Yukarıdaki tarifnamenin ışığında, benlik iki şekilde tarif edilmiştir:

(i) Nesne olarak öz ve

(ii) bir süreç olarak öz.

Öz teoride en önemli katkı Carl Rogers'tan geliyor. Benlik veya benlik kavramını, “Ben” veya “Ben” algılarından oluşan düzenli, tutarlı, kavramsal bir gebelik eylemi olarak tanımlamıştır. “Ben” veya “Ben” in diğerleri ile ve yaşamın çeşitli yönleriyle olan ilişkisi Rogers tarafından analiz edilmiştir.
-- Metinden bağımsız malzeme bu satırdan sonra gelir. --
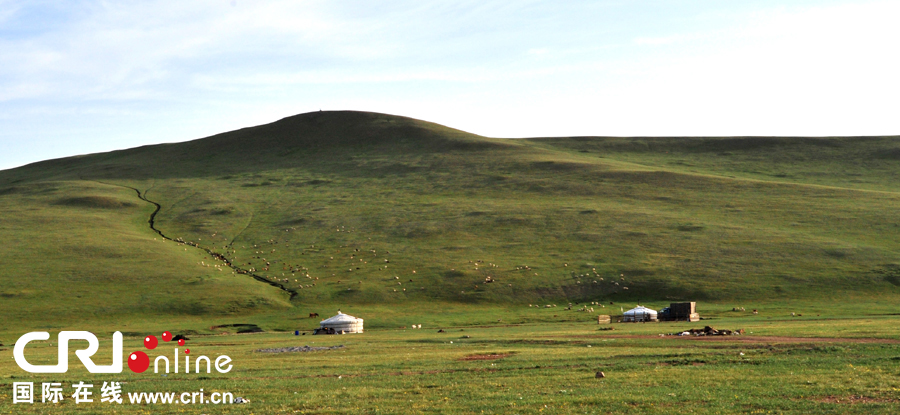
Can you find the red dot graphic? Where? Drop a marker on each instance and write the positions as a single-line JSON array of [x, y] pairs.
[[138, 362], [150, 342]]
Benlik kavramının dört faktörü vardır:

(i) Kendi Kendine İmaj:

Kendi imajı, kişinin kendini görme şeklidir. Her insan, kim veya ne olduğu hakkında, birlikte alındığında, bu inanışların, bir kişinin kendi imajı veya kimliği olduğu konusunda bazı inançlara sahiptir.

(ii) İdeal Benlik:

İdeal benlik biri olmak istediğini gösterir. Böylece, benlik imgesi gerçekliktir, oysa ideal benlik algıdır. Bu iki resim arasında bir boşluk olabilir, çünkü kendi imajı bir insanın algıladığı gerçeği, ideal insan ise algıladığı ideal pozisyonu gösterir.

(iii) Görünümlü Cam Benliği:

Cam öz benliği başkalarının algı algısıdır. İnsanların onu algıladıklarını düşünme şekli ve insanların onu gerçekten görme şekli.

(iv) Gerçek Benlik:

Gerçek benlik, gerçekte olan şeydir. Benlik kavramının ilk üç yönü algılar ve gerçek benlik ile aynı veya farklı olabilir.

Değerlendirme:

Örgütsel davranışı analiz ederken, öz kavram çok önemli bir rol oynamaktadır. Kişi, davranışını doğrudan etkileyen, kendi kavramına bağlı bir durumu algılar. Bu, farklı bir öz kavramı olan bir kişinin farklı yönetimsel uygulama türlerine ihtiyaç duyduğu anlamına gelir.